A kindergarten teacher in Bainbridge Island, Washington has actively decided to deny her male students the opportunity to play with LEGO blocks in order to encourage her female students to play with them.
Teacher Karen Keller forbids the boys in her class from playing with the toys, even going so far as to lie to them about their opportunity to play.
“I always tell the boys, ‘You’re going to have a turn’ — and I’m like, ‘Yeah, when hell freezes over’ in my head,” Keller said to the Bainbridge Island Review.
Keller has enacted this because she noticed boys in her class gravitating toward the blocks during their “free choice” play time, while the girls flocked to dolls and crayons. Keller’s solution was to forbid the boys from playing with them in order to encourage the girls to play with them. Her interview in the Bainbridge Island Review, notably, has offered zero indication of how Keller has gotten the girls to play with something of which they have no interest.

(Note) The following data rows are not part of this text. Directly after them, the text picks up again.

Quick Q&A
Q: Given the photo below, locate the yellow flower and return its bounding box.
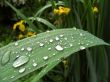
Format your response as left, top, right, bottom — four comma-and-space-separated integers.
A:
13, 20, 25, 32
27, 32, 36, 36
53, 6, 70, 15
92, 7, 99, 13
17, 34, 24, 39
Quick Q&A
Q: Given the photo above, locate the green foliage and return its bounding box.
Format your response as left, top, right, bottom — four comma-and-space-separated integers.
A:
0, 28, 107, 82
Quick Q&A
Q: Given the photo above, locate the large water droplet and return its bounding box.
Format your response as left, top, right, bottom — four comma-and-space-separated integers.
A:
55, 45, 63, 51
27, 47, 32, 52
13, 56, 29, 68
19, 68, 26, 73
1, 51, 11, 65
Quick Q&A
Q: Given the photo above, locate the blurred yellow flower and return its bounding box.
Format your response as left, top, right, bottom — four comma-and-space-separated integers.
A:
53, 6, 70, 15
27, 32, 36, 36
13, 20, 25, 32
17, 34, 24, 39
92, 6, 99, 13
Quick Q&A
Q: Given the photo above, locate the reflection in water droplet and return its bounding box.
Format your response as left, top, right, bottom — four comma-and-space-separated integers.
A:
39, 43, 44, 47
13, 56, 29, 68
27, 47, 32, 52
55, 45, 63, 51
19, 68, 26, 73
33, 63, 37, 67
1, 51, 11, 65
15, 42, 18, 46
80, 46, 85, 50
43, 56, 48, 60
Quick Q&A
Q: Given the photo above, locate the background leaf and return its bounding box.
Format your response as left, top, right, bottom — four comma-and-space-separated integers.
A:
0, 28, 108, 82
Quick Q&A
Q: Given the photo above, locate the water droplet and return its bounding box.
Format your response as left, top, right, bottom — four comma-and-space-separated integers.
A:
55, 36, 60, 40
19, 68, 26, 73
27, 47, 32, 52
1, 51, 11, 65
49, 39, 53, 42
13, 56, 29, 68
43, 56, 48, 60
55, 45, 63, 51
21, 48, 24, 51
39, 43, 44, 47
80, 46, 85, 50
15, 42, 18, 46
33, 63, 37, 67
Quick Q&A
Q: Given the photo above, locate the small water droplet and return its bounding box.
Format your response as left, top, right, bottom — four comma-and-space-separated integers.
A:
80, 46, 85, 50
21, 48, 24, 51
33, 63, 37, 67
27, 47, 32, 52
49, 39, 53, 42
19, 68, 26, 73
13, 56, 29, 68
1, 51, 11, 65
15, 42, 18, 46
55, 36, 60, 40
39, 43, 44, 47
55, 45, 63, 51
43, 56, 48, 60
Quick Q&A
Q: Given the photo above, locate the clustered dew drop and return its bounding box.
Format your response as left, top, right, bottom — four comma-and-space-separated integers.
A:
13, 56, 29, 68
1, 51, 11, 65
55, 45, 63, 51
19, 68, 26, 73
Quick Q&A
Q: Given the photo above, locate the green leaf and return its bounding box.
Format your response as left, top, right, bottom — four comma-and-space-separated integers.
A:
0, 28, 108, 82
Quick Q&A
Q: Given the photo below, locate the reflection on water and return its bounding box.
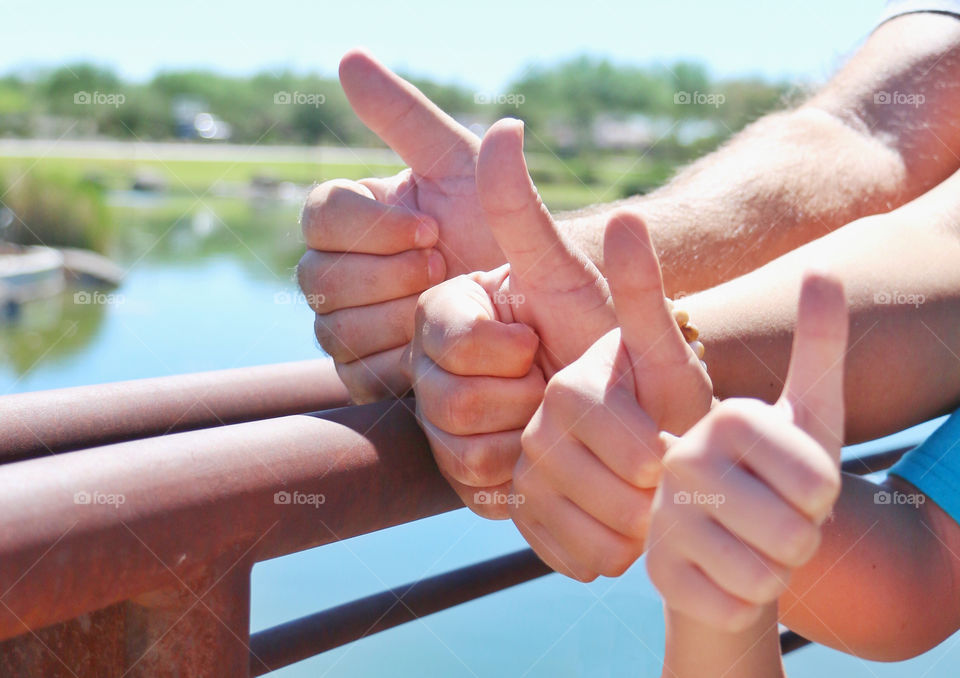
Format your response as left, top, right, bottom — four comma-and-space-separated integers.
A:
0, 189, 960, 678
0, 291, 105, 377
0, 191, 319, 393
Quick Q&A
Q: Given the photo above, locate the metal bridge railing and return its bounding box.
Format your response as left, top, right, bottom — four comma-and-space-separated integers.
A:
0, 361, 902, 678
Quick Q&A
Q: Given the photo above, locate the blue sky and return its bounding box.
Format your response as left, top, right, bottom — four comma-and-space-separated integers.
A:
0, 0, 883, 91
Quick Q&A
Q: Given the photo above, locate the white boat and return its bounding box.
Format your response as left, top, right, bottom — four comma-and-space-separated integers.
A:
0, 243, 66, 308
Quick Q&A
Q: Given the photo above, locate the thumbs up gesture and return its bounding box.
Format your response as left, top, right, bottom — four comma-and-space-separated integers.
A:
406, 119, 624, 518
297, 50, 504, 403
647, 273, 847, 632
509, 211, 713, 581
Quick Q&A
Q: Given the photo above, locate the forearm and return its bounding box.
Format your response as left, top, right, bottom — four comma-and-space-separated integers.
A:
565, 14, 960, 295
662, 605, 784, 678
566, 106, 905, 296
681, 174, 960, 442
780, 475, 960, 661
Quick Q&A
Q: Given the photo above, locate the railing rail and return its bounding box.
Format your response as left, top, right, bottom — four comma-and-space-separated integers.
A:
0, 361, 916, 677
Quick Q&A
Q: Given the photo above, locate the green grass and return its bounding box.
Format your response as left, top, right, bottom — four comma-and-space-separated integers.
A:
0, 153, 670, 215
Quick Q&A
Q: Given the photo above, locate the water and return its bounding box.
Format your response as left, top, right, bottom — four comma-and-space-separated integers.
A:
0, 200, 960, 678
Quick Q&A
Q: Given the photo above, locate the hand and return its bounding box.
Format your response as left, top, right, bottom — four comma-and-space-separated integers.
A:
298, 50, 504, 403
511, 212, 712, 581
647, 273, 847, 632
408, 120, 616, 518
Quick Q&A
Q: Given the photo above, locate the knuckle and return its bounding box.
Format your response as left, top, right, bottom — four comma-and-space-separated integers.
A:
440, 379, 482, 434
740, 557, 786, 605
709, 401, 750, 440
460, 438, 510, 485
335, 360, 389, 405
619, 498, 650, 539
772, 517, 820, 567
595, 539, 639, 577
520, 420, 550, 468
300, 179, 356, 243
543, 370, 581, 412
724, 601, 760, 633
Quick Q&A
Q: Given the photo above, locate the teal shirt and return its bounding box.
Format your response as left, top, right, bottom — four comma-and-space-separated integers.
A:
890, 410, 960, 524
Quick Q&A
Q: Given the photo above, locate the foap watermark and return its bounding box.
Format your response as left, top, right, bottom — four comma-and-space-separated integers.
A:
273, 92, 327, 108
873, 490, 927, 508
473, 92, 527, 108
273, 490, 327, 508
873, 290, 927, 308
73, 290, 127, 306
73, 490, 127, 508
673, 91, 727, 108
673, 490, 727, 506
73, 90, 127, 108
273, 290, 327, 308
492, 290, 527, 306
473, 490, 527, 506
873, 90, 927, 108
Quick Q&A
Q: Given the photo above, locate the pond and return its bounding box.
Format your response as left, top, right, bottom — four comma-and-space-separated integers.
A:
0, 194, 960, 678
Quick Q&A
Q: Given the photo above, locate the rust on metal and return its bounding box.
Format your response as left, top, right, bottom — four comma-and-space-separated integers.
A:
250, 549, 553, 676
0, 360, 349, 463
0, 361, 916, 678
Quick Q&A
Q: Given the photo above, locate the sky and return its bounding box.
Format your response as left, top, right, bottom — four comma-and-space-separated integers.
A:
0, 0, 883, 92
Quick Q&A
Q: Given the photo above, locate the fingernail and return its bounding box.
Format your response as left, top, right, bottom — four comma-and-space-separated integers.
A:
413, 218, 437, 249
427, 250, 447, 285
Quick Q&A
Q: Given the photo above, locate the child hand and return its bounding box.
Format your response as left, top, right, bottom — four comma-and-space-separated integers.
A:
647, 273, 847, 631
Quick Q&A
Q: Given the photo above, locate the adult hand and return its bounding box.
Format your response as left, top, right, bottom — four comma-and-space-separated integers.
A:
510, 212, 712, 581
409, 120, 616, 518
298, 50, 504, 403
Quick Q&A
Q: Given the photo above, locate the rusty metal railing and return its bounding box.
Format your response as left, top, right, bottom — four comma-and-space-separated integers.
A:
0, 361, 916, 678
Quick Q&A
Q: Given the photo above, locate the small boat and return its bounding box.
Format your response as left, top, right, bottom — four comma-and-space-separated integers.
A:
0, 243, 66, 314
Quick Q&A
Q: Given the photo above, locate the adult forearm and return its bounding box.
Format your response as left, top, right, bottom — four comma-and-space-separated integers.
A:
566, 13, 960, 294
564, 106, 908, 295
681, 181, 960, 442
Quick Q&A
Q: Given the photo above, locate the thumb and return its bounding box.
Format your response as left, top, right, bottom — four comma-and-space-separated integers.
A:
340, 49, 478, 178
777, 271, 848, 460
477, 118, 600, 291
603, 210, 694, 374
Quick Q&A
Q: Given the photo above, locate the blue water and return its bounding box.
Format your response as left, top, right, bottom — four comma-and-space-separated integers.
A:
0, 256, 960, 678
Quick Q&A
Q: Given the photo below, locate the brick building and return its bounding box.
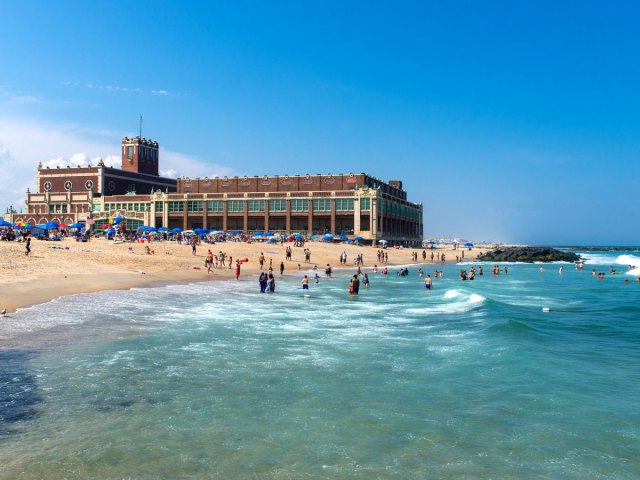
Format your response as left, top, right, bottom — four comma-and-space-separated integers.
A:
12, 137, 423, 245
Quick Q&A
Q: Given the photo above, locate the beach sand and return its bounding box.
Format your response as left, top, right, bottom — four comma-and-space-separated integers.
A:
0, 238, 488, 312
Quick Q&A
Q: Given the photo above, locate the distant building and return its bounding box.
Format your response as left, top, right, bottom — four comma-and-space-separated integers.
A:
12, 137, 423, 245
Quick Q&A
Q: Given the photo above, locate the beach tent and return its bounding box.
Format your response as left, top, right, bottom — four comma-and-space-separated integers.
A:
38, 222, 60, 230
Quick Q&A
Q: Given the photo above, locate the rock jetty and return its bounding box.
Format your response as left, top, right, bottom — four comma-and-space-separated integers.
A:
478, 247, 580, 262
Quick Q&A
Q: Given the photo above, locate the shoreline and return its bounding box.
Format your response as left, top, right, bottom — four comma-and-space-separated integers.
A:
0, 238, 486, 313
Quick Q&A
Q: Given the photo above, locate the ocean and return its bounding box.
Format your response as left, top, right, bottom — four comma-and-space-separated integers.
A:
0, 252, 640, 480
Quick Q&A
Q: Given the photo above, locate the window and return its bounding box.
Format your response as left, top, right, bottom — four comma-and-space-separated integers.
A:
207, 200, 224, 212
291, 198, 309, 212
167, 202, 184, 213
313, 198, 331, 212
336, 198, 353, 212
227, 200, 244, 213
269, 199, 287, 212
187, 200, 204, 212
247, 200, 264, 212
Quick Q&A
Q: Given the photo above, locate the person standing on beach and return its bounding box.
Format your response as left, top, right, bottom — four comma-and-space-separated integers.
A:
191, 236, 198, 256
206, 251, 213, 273
351, 275, 360, 295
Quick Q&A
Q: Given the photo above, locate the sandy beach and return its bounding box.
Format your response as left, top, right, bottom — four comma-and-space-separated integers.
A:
0, 238, 487, 312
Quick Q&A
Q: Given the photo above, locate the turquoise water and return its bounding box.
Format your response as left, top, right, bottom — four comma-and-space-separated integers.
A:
0, 252, 640, 479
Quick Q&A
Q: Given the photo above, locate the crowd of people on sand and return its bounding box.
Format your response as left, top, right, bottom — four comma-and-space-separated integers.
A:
6, 225, 640, 295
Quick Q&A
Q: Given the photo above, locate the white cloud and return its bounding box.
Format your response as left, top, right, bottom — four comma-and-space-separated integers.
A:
0, 115, 235, 211
160, 150, 234, 178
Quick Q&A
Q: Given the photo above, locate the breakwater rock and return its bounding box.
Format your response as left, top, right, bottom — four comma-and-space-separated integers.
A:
478, 247, 580, 262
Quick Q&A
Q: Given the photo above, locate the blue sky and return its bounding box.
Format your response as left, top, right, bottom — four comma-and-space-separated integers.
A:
0, 0, 640, 245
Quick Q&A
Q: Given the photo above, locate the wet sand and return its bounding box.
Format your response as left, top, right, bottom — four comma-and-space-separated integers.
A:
0, 238, 487, 312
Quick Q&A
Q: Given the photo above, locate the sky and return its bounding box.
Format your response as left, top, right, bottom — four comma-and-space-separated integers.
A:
0, 0, 640, 245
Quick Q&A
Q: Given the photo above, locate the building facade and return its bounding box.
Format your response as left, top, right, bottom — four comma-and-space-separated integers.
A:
11, 137, 423, 245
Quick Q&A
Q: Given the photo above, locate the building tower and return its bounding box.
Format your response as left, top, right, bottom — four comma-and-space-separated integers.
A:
122, 137, 159, 176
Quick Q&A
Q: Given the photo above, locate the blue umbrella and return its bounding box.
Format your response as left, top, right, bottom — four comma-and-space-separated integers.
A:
40, 222, 60, 230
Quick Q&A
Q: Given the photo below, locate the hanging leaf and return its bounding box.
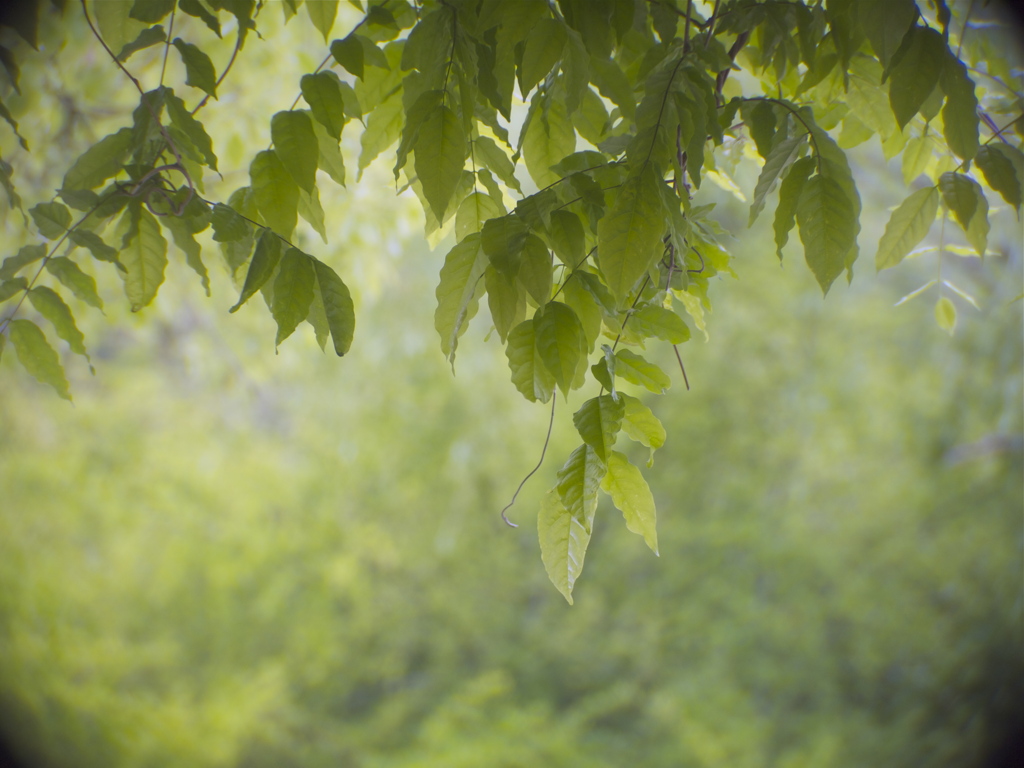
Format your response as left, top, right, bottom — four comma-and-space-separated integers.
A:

According to The Review, Keller had tried to persuade the girls by giving them pink and purple LEGOs, “But it wasn’t enough.” Keller demanded a grant from her school (which she was given) to purchase Lego Education Community Starter Kits for 3 classrooms at the Captain Johnston Blakely Elementary school and did so without mentioning that the male students would be excluded.
“I just feel like we are still so far behind in promoting gender equity,” Keller said.
Journalist Ashe Schow was quoted as saying, “Now, if Keller had done some additional research, she might have learned that in the past decade, girls have been catching up to boys in math and science skills and have surpassed boys in many other skills. In fact, a study from the Organization for Economic Cooperation and Development, a French think-tank, found that teenage boys are 50 percent more likely than girls to fail at achieving basic proficiency in math, reading and science. Boys are also behind girls in literacy skills.
Overall, boys are ahead of girls in math (by an equivalent of about three months of schooling), about even with girls in science and a year behind girls in reading.”
Blakely Elementary Principal Reese Ande stated that the school does not “promote access or opportunity through any forms of exclusion” and that Keller is “a passionate teacher who cares deeply for each and every one of her students.”